Eine Teilnehmerin schreibt ihm sicherheitshalber das Wort „Stadtsportbund“ auf,
damit er den Zettel seiner Lehrerin geben kann.
Der nächste Stopp ist der „Citywohnpark“. Dort sollen
nach Angaben der städtischen Wohnbaugesellschaft GEBAG 1.200 Menschen aus 60-70
Nationen wohnen. Es ist eine der größten Wohnanlagen Duisburgs, die jetzt
renoviert werden soll. Eigentlich hätte man aufgrund des vorangehenden Vortrags
mit Müllbergen rechnen können, doch nein, es ist sehr sauber. Die Siedlung
wirkt annehmlicher und kompakter als die Hochhäuser in Duisburg-Hochheide.
Sören Link mit Hochfelder Kindern |
Kein Bürgerspaziergang ohne einen kulinarischen Abschluss. Der findet dieses Mal in der Krümelküche.statt.
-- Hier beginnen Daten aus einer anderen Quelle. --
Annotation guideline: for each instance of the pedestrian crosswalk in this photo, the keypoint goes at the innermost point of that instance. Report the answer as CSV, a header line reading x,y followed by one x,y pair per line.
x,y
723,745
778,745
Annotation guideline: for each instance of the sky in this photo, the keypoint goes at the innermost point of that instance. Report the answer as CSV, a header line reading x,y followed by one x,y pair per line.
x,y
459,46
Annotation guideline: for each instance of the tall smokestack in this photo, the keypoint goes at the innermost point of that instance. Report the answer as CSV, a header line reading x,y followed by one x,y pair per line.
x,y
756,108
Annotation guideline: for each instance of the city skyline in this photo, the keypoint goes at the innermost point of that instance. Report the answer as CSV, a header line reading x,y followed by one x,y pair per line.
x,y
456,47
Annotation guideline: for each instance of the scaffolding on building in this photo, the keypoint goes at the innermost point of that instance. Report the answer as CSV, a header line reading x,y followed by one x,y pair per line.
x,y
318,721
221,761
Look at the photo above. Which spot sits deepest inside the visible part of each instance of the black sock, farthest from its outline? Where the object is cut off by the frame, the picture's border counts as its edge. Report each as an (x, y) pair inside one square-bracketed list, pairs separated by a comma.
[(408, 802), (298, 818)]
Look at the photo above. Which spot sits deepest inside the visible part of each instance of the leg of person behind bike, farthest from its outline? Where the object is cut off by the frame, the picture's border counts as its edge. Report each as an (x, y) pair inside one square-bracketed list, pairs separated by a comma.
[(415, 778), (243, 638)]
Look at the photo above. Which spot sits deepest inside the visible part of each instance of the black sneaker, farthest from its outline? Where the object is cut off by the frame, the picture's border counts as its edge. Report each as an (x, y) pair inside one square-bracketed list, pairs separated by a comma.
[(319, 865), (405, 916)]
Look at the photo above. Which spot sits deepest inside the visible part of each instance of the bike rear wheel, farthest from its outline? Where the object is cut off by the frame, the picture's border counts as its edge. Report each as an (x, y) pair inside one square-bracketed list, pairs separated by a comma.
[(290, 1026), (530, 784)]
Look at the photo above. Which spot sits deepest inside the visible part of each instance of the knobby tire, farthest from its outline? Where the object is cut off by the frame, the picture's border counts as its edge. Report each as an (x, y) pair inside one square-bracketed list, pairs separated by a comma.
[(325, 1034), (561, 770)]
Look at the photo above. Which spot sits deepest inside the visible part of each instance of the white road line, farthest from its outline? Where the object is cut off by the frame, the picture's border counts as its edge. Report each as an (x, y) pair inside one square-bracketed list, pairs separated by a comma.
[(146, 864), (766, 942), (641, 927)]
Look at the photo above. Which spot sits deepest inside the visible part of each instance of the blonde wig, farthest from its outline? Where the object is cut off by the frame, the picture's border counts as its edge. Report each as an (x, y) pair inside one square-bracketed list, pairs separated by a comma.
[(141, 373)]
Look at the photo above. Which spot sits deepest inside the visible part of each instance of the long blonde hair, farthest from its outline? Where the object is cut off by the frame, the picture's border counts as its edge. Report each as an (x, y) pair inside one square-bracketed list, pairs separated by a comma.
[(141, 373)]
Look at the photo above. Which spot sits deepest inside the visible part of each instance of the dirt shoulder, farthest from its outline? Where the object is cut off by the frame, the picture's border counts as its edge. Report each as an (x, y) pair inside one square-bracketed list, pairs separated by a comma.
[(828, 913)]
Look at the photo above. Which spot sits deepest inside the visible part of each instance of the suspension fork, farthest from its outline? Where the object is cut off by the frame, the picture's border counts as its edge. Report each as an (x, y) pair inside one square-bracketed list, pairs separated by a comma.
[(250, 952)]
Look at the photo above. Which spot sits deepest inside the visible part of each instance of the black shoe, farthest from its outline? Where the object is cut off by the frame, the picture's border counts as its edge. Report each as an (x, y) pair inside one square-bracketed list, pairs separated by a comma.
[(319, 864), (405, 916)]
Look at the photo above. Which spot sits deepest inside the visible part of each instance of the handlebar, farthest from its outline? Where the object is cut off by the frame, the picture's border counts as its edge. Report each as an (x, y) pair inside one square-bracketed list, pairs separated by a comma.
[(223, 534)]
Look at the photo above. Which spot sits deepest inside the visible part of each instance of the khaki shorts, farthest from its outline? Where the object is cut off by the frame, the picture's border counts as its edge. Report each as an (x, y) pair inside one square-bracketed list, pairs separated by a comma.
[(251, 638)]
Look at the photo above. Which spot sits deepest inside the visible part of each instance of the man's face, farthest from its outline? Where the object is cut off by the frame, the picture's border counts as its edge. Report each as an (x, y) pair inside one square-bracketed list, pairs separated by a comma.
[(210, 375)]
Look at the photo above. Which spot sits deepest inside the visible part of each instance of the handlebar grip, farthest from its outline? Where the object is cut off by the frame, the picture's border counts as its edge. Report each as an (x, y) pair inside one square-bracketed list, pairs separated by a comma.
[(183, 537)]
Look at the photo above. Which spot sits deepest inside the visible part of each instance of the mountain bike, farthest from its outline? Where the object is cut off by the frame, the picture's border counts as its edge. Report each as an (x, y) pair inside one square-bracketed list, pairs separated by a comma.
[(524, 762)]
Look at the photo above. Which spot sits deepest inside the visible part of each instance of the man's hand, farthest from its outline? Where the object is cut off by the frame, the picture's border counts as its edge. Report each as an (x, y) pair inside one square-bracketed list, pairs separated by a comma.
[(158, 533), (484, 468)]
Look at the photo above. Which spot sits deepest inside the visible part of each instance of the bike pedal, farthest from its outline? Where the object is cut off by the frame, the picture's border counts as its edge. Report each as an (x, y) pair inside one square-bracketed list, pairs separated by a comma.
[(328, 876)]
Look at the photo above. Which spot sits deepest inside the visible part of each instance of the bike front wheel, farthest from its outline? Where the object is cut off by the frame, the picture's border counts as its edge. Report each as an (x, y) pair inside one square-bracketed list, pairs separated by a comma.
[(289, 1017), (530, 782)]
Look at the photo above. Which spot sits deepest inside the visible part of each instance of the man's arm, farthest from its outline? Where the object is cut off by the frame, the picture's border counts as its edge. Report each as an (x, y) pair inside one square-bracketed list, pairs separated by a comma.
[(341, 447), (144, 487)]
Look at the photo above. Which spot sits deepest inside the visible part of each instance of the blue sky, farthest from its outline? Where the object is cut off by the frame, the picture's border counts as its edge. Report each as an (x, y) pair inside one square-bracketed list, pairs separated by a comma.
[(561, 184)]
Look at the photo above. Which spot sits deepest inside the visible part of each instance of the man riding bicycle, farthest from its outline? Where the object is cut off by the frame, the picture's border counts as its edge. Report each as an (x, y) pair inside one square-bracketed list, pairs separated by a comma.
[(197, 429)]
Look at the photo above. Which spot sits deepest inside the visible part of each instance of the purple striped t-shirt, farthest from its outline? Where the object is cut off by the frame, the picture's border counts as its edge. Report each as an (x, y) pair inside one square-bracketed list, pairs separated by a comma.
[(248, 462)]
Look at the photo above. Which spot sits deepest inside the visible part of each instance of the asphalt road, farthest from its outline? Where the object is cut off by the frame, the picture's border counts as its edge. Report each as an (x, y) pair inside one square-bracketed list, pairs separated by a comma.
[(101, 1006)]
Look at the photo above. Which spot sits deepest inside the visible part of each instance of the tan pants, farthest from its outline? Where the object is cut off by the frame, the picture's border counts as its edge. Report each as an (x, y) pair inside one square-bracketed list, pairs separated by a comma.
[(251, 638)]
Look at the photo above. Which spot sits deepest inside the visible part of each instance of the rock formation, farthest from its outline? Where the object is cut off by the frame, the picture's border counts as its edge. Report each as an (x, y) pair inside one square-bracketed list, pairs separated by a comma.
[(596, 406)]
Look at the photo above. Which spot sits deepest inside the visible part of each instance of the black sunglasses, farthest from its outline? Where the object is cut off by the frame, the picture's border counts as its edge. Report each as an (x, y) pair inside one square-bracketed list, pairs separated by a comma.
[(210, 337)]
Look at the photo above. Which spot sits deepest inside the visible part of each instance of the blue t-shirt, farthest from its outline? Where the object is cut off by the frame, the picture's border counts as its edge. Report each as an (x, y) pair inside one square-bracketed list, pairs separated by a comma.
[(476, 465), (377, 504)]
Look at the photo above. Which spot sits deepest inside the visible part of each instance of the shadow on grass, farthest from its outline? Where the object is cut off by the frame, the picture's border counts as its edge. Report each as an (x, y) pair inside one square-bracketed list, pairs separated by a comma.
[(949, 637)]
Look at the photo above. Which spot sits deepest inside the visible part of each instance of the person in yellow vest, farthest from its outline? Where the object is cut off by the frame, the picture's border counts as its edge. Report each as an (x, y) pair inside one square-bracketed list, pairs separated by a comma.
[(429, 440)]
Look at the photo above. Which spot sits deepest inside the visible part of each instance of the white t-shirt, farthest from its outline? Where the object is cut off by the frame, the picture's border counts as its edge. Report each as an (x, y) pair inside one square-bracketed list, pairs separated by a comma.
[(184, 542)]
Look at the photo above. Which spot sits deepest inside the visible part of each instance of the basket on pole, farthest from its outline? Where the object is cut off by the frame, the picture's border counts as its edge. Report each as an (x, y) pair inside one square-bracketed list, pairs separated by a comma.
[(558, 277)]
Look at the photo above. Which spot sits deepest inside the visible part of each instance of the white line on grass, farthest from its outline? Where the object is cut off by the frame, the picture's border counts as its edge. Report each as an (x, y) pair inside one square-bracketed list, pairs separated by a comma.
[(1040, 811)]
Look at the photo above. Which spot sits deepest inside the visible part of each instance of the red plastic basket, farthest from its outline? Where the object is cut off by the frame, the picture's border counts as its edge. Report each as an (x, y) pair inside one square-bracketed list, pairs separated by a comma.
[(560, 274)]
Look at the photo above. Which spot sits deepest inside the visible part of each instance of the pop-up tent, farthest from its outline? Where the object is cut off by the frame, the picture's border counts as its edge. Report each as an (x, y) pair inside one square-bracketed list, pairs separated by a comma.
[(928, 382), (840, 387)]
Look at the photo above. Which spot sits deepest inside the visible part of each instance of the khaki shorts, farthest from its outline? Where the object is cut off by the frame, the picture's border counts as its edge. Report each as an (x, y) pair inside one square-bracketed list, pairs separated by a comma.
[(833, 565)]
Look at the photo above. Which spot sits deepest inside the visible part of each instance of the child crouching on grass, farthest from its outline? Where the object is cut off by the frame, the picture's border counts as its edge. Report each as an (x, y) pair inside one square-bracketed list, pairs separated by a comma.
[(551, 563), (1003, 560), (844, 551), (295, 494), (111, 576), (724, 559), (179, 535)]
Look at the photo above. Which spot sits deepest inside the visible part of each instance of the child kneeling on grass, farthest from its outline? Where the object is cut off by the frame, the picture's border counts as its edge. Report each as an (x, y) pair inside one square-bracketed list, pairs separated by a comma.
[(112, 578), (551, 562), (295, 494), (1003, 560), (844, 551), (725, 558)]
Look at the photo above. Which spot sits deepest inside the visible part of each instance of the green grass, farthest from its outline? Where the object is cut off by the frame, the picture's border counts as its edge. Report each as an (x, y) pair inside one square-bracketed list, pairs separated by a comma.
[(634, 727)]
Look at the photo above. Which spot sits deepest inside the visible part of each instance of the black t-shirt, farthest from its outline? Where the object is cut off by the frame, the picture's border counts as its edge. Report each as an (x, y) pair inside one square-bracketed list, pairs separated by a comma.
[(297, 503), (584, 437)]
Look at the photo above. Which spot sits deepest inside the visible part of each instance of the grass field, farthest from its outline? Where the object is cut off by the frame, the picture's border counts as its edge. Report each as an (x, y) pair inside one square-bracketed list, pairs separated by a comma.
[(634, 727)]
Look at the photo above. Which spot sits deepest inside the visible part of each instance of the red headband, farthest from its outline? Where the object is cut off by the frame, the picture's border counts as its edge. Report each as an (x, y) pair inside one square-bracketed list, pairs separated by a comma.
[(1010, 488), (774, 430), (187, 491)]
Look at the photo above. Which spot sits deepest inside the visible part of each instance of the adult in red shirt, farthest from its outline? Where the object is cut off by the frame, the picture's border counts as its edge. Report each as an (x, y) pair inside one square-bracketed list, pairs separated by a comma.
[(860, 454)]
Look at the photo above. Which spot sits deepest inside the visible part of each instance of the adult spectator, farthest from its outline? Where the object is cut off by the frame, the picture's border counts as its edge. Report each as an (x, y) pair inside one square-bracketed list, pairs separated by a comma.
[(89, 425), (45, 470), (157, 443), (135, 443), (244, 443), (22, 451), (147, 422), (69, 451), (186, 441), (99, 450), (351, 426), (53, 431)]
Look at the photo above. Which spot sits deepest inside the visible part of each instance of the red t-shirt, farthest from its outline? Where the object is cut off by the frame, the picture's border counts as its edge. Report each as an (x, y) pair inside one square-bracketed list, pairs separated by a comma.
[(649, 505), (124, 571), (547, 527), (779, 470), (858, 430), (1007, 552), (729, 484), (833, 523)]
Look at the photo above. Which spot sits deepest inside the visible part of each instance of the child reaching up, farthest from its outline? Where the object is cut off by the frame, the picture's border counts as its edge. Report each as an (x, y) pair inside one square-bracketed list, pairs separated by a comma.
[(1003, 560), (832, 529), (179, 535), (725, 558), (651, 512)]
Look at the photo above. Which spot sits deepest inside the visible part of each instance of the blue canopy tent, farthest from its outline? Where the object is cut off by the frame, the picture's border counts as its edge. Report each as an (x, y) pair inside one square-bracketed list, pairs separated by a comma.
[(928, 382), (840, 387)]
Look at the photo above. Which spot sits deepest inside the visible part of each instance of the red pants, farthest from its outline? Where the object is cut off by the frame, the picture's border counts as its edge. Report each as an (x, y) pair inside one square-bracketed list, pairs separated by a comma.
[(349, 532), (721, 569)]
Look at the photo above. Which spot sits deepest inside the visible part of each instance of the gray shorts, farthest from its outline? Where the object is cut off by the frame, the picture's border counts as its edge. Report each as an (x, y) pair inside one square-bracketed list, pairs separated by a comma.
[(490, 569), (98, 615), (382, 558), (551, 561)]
In dem kleinen Café-Restaurant, in dem kein Möbelstück und keine Kaffeetasse zur anderen passt, wird veganes Gebäck angeboten, das Sören Link, der sich eher als Fleischesser outet, ausdrücklich empfiehlt. Zwar skeptisch, aber gespannt, greifen alle zu und scheinen äußerst zufrieden. Der Besitzer hebt hervor, dass es ihm wichtig ist, aufzuzeigen, dass der schlechte Ruf des Stadtteils eher unbegründet ist. Ein Bürgerspaziergang wird die Vorurteile nicht ausradieren können, aber ein Anfang scheint gemacht.